The housing market is showing “tentative” signs of slowing down, according to Nationwide.
House prices have risen by their smallest monthly amount since March, and mortgage approvals appear to have peaked, the lender announced last week.
The picture is far from conclusive, with the Nationwide figures also showing that the annual rate of house price growth is now running at 24%, the highest since spring 1989.
House price to earnings ratio is almost back to its peak, also from 1989, which Nationwide says the market is “overstretched” and heading for a fall.
Last month's 1.4% rise in prices lifted the average cost of a property to £113,665. This rise compared with increases of around 2% to 3% in the April to September period.
Nationwide group economist Alex Bannister says: “The housing market remains strong with prices up 6% over the last three months and sales up 12% year-on-year. However, October's 1.4% rise was the smallest increase since March.”

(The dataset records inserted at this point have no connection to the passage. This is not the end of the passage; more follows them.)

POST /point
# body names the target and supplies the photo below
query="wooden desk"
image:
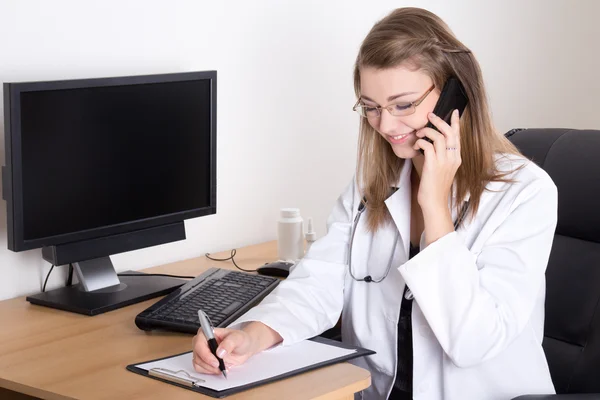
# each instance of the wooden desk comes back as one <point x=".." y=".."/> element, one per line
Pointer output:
<point x="53" y="354"/>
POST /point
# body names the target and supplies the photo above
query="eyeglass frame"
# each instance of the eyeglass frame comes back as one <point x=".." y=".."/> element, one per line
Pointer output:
<point x="412" y="104"/>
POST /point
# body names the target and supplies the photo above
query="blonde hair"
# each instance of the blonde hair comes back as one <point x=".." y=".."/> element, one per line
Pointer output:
<point x="420" y="39"/>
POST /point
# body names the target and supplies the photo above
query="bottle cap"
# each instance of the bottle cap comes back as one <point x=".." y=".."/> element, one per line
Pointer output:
<point x="310" y="235"/>
<point x="290" y="212"/>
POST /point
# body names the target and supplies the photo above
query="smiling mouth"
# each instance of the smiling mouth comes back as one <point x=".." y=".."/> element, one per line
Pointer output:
<point x="399" y="137"/>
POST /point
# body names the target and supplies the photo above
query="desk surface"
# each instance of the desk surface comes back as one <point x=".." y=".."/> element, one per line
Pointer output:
<point x="54" y="354"/>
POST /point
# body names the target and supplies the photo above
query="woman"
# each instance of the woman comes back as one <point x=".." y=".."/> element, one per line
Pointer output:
<point x="445" y="280"/>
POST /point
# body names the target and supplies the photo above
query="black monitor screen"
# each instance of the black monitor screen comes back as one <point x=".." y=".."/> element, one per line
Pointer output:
<point x="99" y="156"/>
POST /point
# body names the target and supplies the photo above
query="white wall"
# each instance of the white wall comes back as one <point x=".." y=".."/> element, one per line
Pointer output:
<point x="286" y="132"/>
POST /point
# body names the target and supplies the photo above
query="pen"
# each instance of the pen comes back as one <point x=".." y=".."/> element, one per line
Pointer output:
<point x="210" y="337"/>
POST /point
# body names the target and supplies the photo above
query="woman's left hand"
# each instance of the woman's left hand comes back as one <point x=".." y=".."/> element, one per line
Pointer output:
<point x="442" y="159"/>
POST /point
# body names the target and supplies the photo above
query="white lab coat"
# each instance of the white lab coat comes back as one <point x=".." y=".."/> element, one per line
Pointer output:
<point x="478" y="309"/>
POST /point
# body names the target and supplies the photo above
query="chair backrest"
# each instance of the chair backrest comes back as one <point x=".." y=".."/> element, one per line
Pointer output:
<point x="572" y="324"/>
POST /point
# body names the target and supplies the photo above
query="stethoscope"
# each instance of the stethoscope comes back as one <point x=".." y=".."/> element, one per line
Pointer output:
<point x="368" y="279"/>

Separate Bank of England data shows that the number of mortgages approved by banks and building societies is down from the highs seen earlier in the year. Bannister adds: “This, combined with weaker anecdotal evidence suggests the market may be beginning to cool.”
Affordability problems remain acute in the capital, where first-time buyers need to earn almost twice the London average wage to climb on to the first rung of the property ladder. By contrast, first-timers in north-west England need only earn 86% of the region's average wage.
High-profile job losses in the finance and business sector may also be having a direct and indirect impact on the housing market in the south-east.
Bannister says: “However, interest rates remain supportive and could be cut further if the Monetary Policy Committee feared that its inflation target was at risk from a reduction in confidence in the housing market.”